If you follow the syntax for the GitHub Advisory Database, especially when you define affected versions:

  • When you publish your repository advisory, we can add your advisory to the GitHub Advisory Database as a "GitHub-reviewed" advisory, without needing to ask for more information.
  • Dependabot will have the information to accurately identify repositories that are affected and send them Dependabot alerts to notify them.
  • Community members are less likely to suggest edits to your advisory to fix missing or incorrect information.

You add or edit a repository advisory using the Draft security advisory form. For more information, see "Creating a repository security advisory."
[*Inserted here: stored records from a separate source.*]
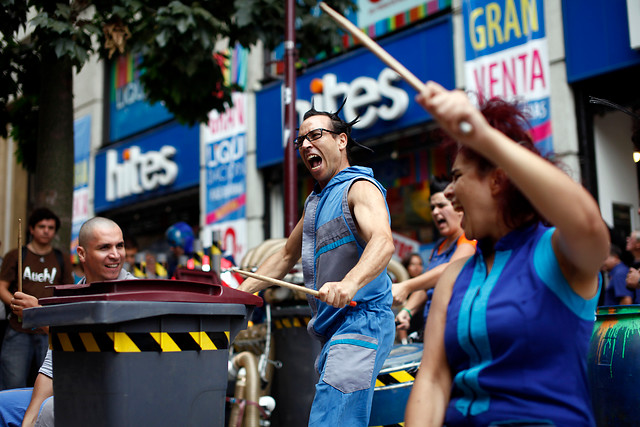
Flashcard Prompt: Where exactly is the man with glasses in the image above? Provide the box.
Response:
[239,109,395,426]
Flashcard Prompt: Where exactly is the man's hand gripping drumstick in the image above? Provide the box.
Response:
[230,268,356,307]
[319,2,473,135]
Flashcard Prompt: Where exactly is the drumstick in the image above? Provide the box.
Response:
[18,218,22,292]
[320,2,473,134]
[231,268,356,307]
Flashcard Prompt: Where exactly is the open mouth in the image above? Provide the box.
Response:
[307,154,322,170]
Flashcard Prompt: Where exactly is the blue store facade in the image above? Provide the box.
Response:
[94,55,200,250]
[256,11,455,256]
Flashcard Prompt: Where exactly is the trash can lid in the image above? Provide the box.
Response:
[39,279,263,307]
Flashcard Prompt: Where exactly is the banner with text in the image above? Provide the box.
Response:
[462,0,553,155]
[70,116,91,261]
[201,93,247,262]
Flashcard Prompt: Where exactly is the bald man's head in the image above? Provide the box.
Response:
[78,217,125,283]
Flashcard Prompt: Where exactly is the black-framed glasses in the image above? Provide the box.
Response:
[293,128,340,148]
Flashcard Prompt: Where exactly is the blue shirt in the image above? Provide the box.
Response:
[445,224,598,427]
[603,262,635,305]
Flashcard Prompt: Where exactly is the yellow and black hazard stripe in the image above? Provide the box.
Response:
[376,366,418,388]
[49,331,229,353]
[273,316,311,329]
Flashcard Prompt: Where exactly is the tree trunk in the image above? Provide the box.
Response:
[35,54,74,251]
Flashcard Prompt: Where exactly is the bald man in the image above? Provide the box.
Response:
[0,217,135,427]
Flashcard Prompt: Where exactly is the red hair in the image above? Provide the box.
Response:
[445,98,543,229]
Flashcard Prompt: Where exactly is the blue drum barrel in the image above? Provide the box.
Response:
[369,344,422,426]
[587,305,640,427]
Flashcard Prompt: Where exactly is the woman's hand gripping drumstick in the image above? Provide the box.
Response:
[319,2,473,135]
[230,268,357,307]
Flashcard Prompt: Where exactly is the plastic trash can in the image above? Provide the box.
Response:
[23,280,262,426]
[271,305,322,427]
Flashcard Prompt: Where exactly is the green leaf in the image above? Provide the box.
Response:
[156,30,170,47]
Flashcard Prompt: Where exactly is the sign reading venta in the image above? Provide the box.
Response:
[462,0,553,154]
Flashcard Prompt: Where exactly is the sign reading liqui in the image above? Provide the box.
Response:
[200,92,247,262]
[109,54,173,141]
[94,124,199,211]
[462,0,553,154]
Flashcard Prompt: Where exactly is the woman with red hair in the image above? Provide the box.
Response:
[405,82,609,427]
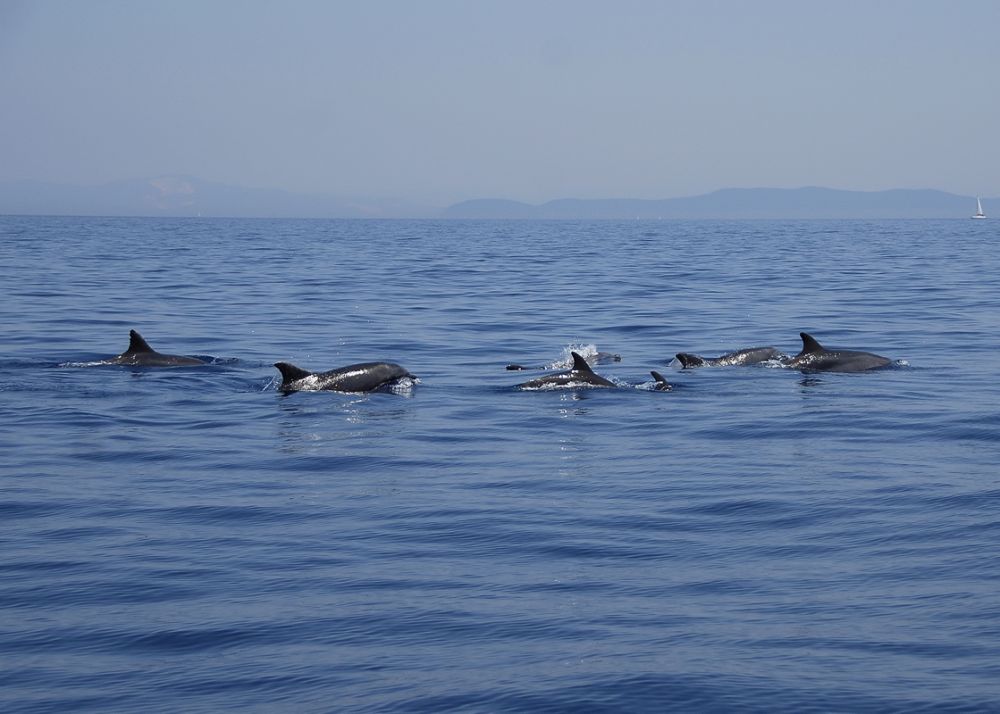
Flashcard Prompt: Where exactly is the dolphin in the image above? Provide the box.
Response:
[787,332,892,372]
[274,362,413,392]
[507,352,622,372]
[517,352,618,389]
[677,347,782,369]
[105,330,208,367]
[650,369,673,392]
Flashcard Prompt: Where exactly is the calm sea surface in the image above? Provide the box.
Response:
[0,217,1000,712]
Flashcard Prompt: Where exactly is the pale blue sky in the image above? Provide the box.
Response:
[0,0,1000,205]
You suggest an improvement to an existing global advisory using the Improve security advisory form. For more information, see "Editing security advisories in the GitHub Advisory Database."

Ecosystem

You need to assign the advisory to one of our supported ecosystems using the Ecosystem field. For more information about the ecosystems we support, see "Browsing security advisories in the GitHub Advisory Database."

Screenshot highlighting the Ecosystem field on the form

Package name

We recommend that you use the Package name field to specify which packages are affected because package information is required for "GitHub-reviewed" advisories in the GitHub Advisory Database. Package information is optional for repository-level security advisories, but including this information early simplifies the review process when you publish your security advisory.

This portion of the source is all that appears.